Still lost in the ongoing discussion about long-form storytelling being “back” is one (of many!) important questions we should ask: What should long-form storytelling look like when it is native to the web?
For Longreads, the vast majority of stories shared within our community were first created for (and funded by) print publications—then, later, they’re posted online. So these stories are what they are because of rules and formats and budgets dictated by print magazines.
Now, we’re starting to see that mix change dramatically, as more online publishers embrace long-form content. What started with publishers like The Morning News, The Awl and The Rumpus has now expanded to Gawker Media, The Verge, SB Nation, BuzzFeed, Narratively, Grantland, Pitchfork, The Onion A.V. Club and the recently Kickstarted Matter.
Across both print and online-native publications, we’re seeing beautiful experimentation with layouts and multimedia—check out Pitchfork’s latest feature on Bat for Lashes, or The Verge’s story and documentary on “basement body hackers”—but I think the most underrated advantage to online storytelling is the ability to serialize.
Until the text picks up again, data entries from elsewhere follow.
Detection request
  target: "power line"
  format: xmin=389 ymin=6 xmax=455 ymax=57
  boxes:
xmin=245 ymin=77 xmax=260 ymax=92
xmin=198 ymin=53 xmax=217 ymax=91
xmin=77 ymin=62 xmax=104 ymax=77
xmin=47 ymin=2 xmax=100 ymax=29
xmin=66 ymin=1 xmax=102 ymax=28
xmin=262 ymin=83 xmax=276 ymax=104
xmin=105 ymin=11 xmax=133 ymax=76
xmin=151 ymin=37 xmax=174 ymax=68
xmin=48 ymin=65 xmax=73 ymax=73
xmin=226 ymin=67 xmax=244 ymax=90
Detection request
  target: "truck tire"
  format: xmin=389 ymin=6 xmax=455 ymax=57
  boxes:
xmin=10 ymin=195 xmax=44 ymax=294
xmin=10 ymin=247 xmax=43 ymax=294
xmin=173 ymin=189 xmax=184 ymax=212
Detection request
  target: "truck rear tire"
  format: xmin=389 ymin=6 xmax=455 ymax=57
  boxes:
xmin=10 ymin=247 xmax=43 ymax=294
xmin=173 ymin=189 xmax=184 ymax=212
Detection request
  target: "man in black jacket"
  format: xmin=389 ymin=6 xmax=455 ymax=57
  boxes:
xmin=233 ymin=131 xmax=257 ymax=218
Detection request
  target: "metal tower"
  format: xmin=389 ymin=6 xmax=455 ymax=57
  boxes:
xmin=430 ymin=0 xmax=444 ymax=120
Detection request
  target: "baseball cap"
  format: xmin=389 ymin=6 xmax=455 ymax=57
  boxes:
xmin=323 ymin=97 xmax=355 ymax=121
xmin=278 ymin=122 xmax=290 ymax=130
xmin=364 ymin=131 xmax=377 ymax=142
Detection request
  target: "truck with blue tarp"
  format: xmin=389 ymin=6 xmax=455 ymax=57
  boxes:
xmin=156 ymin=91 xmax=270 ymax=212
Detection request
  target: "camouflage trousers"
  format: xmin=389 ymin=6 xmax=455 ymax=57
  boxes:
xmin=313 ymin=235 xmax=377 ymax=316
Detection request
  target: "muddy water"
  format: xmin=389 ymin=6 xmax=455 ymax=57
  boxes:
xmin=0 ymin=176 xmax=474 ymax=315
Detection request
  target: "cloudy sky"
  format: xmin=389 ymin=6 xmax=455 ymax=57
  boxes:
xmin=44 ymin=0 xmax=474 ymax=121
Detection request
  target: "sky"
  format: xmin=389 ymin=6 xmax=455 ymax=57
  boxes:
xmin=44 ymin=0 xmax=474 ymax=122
Two of my favorite long-form franchises over the past few years could be described as serials: “Scandals of Classic Hollywood,” by Anne Helen Petersen for The Hairpin, and 2010’s “Whatever Happened to Alternative Nation?”, by Steven Hyden for The AV Club. They’re not classic long-form narratives—maybe they’re just columns?—but the effect is the same. Writers commit themselves to exploring a topic, then they construct the larger story over the course of many weeks and months, allowing time to build an audience. If you miss a chapter, or come in late, you can always go back. It’s great for marketing, because the installments give writers and publishers new reasons to promote their series across Twitter and Facebook over a longer period of time.
Maybe this approach is obvious to everybody else, but I think there’s a lot more to explore here.
This past week we’ve seen a few more serialized (print-first) stories grab readers’ attention: There was chapter one of Pamela Colloff’s crime story, “The Innocent Man, Part One,” in Texas Monthly; Austin Carr’s three-part series on the rise and fall of Hipstamatic in Fast Company; and Dan Barry’s 5-part New York Times series on Elyria, Ohio.
If I were a writer with a great idea for a 15,000-word ebook or an 8,000-word magazine feature, I would consider serializing them—one chapter and one cliffhanger at a time.